Occupying a large area on the lower ground floor of JW3, Zest is a light, airy restaurant serving kosher dairy food with a Mediterranean twist. It was our anniversary outing and a cocktail was in order. I went for a Churchill (Jameson, sweet Vermouth, Cointreau and lemon juice) as it seemed to contain the most alcohol.
While waiting for this intoxicating concoction, we nibbled on olives and pickles, along with bread from a mixed artisan basket. Among the challah and the sourdough was the tastiest pitta bread I have ever eaten. It was toasted ‘al ha esh’ (on the fire) – as the Israelis say – and had a gorgeous salty barbeque taste to it. I have to be honest, though – when I tasted it, I really craved putting a sausage inside.
For starters, my husband plumped for cured salmon, but I was intrigued by the offer of miso-glazed sea bass, baby fennel, wasabi, radish and micro shiso, so decided to give it a whirl. When it arrived, I got a bit of everything on my fork like they do in the cookery programmes and tasted it in one fell swoop. It was delicious, the micro shiso giving it that extra-special something.
Our mains were fabulous, too. We both chose the yellowfin tuna steak, sesame, sushi rice, avocado and soy purée, lotus mizuna and wasabi citrus dressing (all one dish).
Tony also ordered chips, which I didn’t think was necessary as we had eaten the equivalent of a large loaf of bread between us, plus the tuna came with rice. I ate most of them.
I got a little upset when I saw that my new favourite food in the world, malabi (Israeli rose-scented milk pudding), was no longer on the menu.
I consoled myself with cheesecake and a few mouthfuls of Tony’s lemon tart and rallied. Zestastic!
by Angie Jacobs
New Place in Town
When entrepreneur Frank Crocker heard that the new terminus of the Great Central railway was to be cited in St John’s Wood in the mid-1890s, he built the ornate and sumptuous Crown Hotel, to capitalise on the increased traffic to the area.
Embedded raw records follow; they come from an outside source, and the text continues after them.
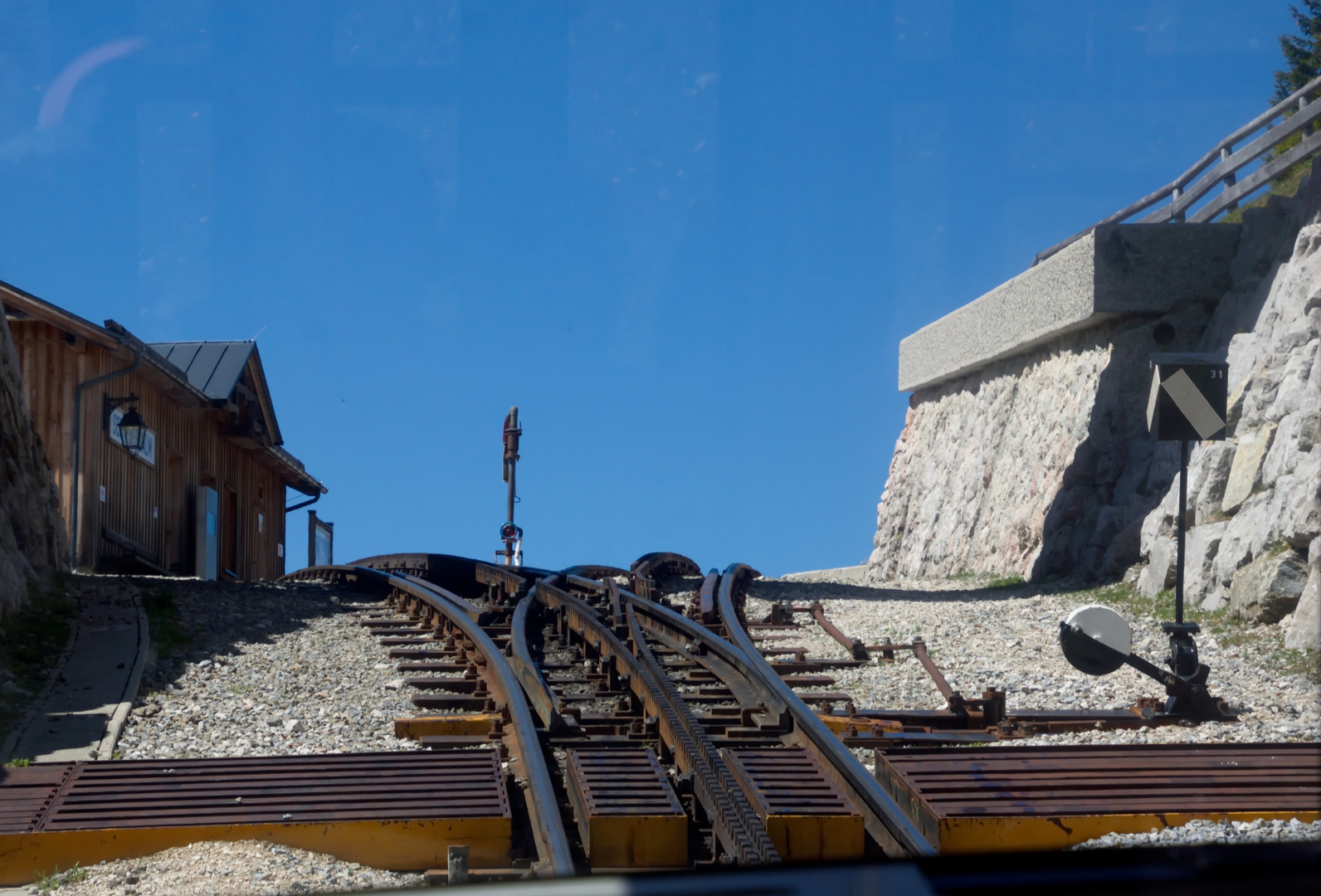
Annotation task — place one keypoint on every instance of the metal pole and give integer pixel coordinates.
(1182, 525)
(511, 434)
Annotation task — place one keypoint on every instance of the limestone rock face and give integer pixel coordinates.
(1269, 588)
(1158, 574)
(1272, 490)
(1246, 470)
(1041, 464)
(32, 534)
(1305, 628)
(1200, 548)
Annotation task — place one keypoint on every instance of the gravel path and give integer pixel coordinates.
(267, 669)
(1008, 637)
(229, 869)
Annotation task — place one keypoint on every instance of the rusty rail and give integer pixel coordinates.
(734, 822)
(553, 842)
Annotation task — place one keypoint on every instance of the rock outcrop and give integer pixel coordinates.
(1259, 492)
(32, 534)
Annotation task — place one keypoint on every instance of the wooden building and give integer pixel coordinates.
(209, 480)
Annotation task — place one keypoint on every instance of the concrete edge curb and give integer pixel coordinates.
(116, 720)
(40, 699)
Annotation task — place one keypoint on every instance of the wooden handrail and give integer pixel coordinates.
(1221, 165)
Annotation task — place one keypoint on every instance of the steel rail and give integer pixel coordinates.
(734, 822)
(1229, 162)
(888, 824)
(855, 648)
(530, 675)
(553, 844)
(663, 621)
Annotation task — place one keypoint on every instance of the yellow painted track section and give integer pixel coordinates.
(1021, 833)
(428, 726)
(816, 838)
(386, 845)
(638, 840)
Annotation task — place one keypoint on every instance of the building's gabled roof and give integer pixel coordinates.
(209, 376)
(212, 368)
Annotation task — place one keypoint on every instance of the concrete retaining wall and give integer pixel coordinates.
(1026, 448)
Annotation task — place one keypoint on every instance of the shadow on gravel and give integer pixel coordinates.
(193, 620)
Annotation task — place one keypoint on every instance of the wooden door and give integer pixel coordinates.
(176, 514)
(230, 523)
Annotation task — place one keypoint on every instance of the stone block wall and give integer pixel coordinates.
(32, 534)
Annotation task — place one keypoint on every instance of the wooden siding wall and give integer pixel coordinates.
(134, 488)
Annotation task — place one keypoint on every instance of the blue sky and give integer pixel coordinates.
(683, 236)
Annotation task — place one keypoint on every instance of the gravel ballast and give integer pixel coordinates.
(279, 669)
(1008, 637)
(229, 869)
(268, 669)
(1207, 833)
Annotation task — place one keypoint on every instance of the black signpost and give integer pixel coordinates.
(1187, 403)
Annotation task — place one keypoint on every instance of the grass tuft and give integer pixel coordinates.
(162, 611)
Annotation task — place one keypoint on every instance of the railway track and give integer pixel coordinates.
(602, 719)
(660, 739)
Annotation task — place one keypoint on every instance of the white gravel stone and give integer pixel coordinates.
(271, 669)
(229, 869)
(1200, 833)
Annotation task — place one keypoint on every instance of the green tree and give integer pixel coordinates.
(1301, 51)
(1303, 57)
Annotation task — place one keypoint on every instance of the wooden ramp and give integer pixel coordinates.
(1004, 798)
(397, 811)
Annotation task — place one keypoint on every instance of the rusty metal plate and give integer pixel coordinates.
(1048, 797)
(627, 813)
(806, 815)
(160, 793)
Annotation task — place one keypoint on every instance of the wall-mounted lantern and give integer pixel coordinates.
(132, 430)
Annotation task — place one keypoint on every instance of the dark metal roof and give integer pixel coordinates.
(212, 368)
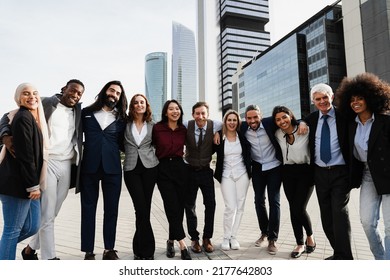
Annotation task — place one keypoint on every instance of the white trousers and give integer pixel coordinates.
(234, 196)
(57, 187)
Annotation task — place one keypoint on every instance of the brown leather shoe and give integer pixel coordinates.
(195, 246)
(207, 246)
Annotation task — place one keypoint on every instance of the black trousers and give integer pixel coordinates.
(140, 183)
(203, 180)
(298, 185)
(89, 193)
(333, 196)
(172, 181)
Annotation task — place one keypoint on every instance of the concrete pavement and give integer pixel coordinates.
(67, 230)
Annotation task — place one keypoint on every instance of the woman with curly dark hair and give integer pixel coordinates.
(365, 99)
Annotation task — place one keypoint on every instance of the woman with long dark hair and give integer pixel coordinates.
(140, 173)
(169, 137)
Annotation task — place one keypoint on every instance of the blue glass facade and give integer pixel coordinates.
(156, 82)
(184, 68)
(284, 73)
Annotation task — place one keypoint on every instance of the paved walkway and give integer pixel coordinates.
(68, 231)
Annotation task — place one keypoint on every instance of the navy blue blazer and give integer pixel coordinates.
(343, 137)
(378, 154)
(101, 147)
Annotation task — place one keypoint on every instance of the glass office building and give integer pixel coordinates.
(242, 36)
(284, 73)
(184, 68)
(156, 82)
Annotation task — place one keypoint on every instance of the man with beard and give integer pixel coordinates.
(103, 125)
(63, 116)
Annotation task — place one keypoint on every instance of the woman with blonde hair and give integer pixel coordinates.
(233, 172)
(23, 175)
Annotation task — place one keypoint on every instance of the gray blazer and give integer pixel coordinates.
(145, 151)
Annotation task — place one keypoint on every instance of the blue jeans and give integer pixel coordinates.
(370, 203)
(21, 220)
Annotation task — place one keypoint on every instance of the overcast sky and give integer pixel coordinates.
(48, 42)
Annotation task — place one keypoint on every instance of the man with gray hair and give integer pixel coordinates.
(329, 154)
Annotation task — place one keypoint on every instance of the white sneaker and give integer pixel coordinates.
(234, 244)
(225, 246)
(261, 241)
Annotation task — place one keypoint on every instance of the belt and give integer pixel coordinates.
(199, 168)
(331, 167)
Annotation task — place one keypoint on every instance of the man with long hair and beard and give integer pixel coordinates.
(103, 125)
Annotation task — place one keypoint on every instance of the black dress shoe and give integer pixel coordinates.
(296, 255)
(170, 249)
(185, 255)
(89, 256)
(31, 256)
(195, 246)
(310, 249)
(110, 255)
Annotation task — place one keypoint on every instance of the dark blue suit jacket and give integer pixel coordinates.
(101, 147)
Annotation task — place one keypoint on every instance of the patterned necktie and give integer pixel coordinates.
(325, 154)
(200, 140)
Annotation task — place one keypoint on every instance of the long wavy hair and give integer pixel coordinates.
(375, 92)
(121, 106)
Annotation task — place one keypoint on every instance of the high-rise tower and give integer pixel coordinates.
(242, 36)
(184, 70)
(156, 82)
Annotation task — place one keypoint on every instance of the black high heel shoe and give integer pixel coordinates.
(170, 249)
(310, 249)
(185, 255)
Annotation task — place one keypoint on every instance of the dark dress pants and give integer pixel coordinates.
(171, 182)
(89, 194)
(298, 185)
(203, 180)
(270, 179)
(140, 183)
(333, 197)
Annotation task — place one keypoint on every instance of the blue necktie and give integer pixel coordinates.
(200, 140)
(325, 154)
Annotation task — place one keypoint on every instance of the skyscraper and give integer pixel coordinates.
(184, 70)
(242, 36)
(156, 81)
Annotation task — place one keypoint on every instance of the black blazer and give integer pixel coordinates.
(22, 172)
(246, 154)
(378, 155)
(342, 133)
(101, 147)
(270, 128)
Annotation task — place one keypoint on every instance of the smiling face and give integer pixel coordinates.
(322, 101)
(358, 104)
(113, 94)
(283, 121)
(200, 116)
(72, 94)
(29, 98)
(231, 122)
(253, 119)
(173, 112)
(139, 105)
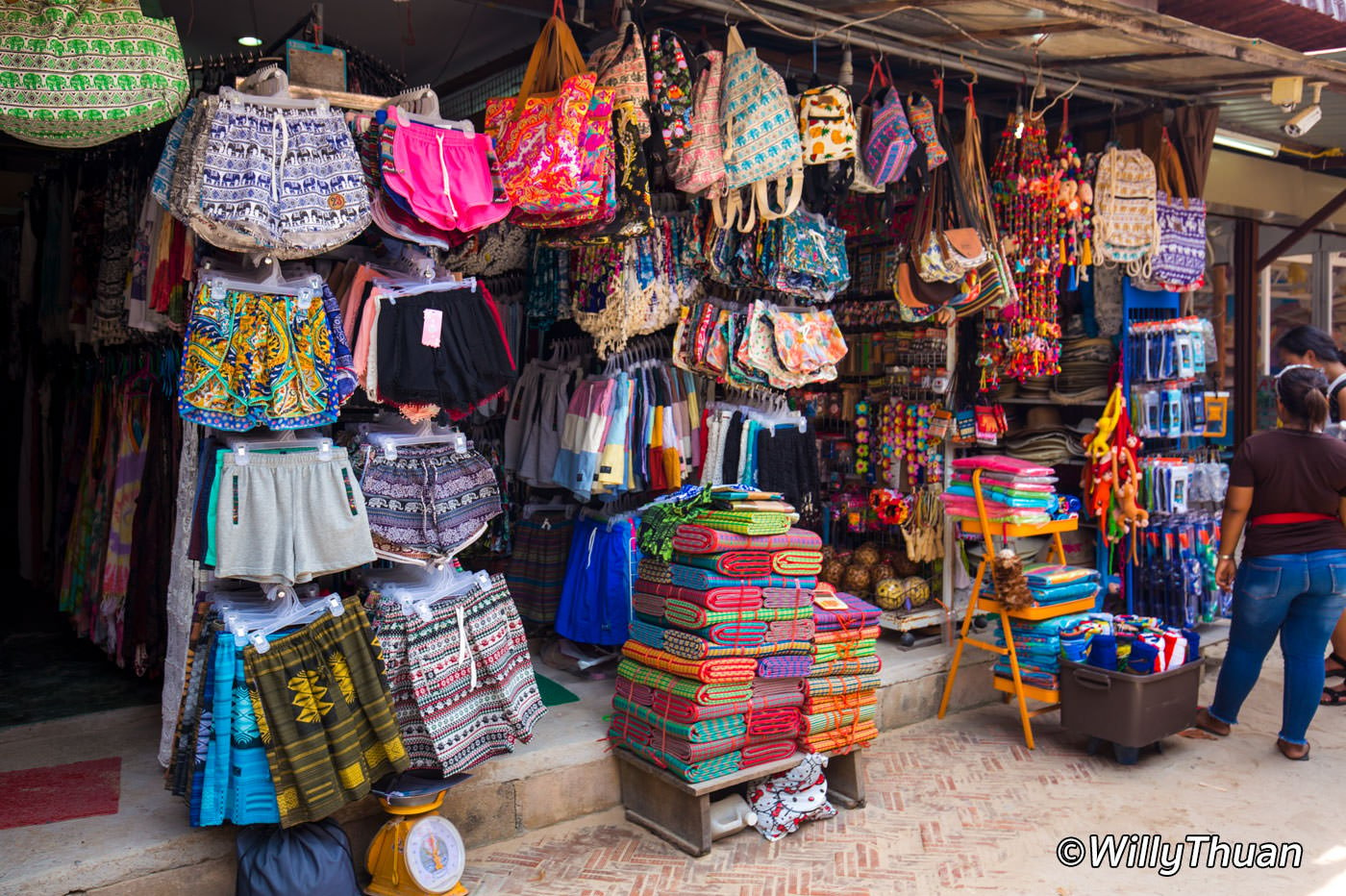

However, local residents campaigned against the terminus and won, rendering the hotel the grandest folly in London. It became a pub and changed its name to Crocker’s Folly in 1978.
A few years ago, it was bought by the Maroush Group, which has restored it to its former glory and opened it as a stunning restaurant.
This is one of those places that feels special enough to be in the West End, but is in a local residential area where it’s easy to park.
There are four dining areas – the fabulously buzzy 1898 Bar with a terrific cocktail menu, the warm and inviting Marble Room, the magnificent Lord’s Room with its ornate high ceiling and spectacular chandelier, and an outside terrace.
Crocker’s Folly is so much more than a pub, but there is still the odd nod to pub-style dishes on the menu – steaks, lamb cannon, hearty chips – but more delicate options, too, including marinated tuna, burrata with roasted vegetables, pan-fried sea bass with deep-fried aubergine, butternut squash risotto and other fish and vegetarian options. We enjoyed a beautiful creamy panna cotta and a chocolate fondant for dessert.
The food is beautifully and imaginatively presented with gracious service and lunch or dinner is a real treat. They also serve afternoon tea. There are good value lunch and children’s menus and the festive menus have just been released.
24 Aberdeen Place,
London NW8 8JR
T: 020 7289 9898
ON THE SIDE
Purely in the interest of you, dear reader, I have tasted many honey cakes over the past week and can solemnly declare the best offering to be found at Yummies, in Mill Hill and Radlett. Choose between regular honey cake, honey and apple cake and the large honey deluxe.
‘Hidden gem’ is a cliché, but Incontro in Finsbury Park is just that. Open for just over six months, this warm and inviting little place serves wonderful Italian food at reasonable prices and the menu includes many fish dishes. There is also a great selection of Italian regional wines.
MILL HILL MAGIC
Whetstone hotspot Hudsons is to open in Mill Hill before the end of the year, on the site formerly occupied by the Day of the Raj. Hudsons owner Martin Ment is excited to share his popular concept with the residents of Mill Hill and hopes it will contribute to the regeneration of the Broadway.
Ben Tish, co-founder and chef director of Salt Yard restaurants, is opening a new restaurant in St James’ Market in October. Veneta is a Venice-inspired grand café in the mould of the iconic Caffè Florian in St Mark’s Square. St James’ Market is set to be one of the most exciting developments in London restaurants this year. Just south of Piccadilly Circus, between Lower Regent Street and Haymarket, it has a large pedestrianised area.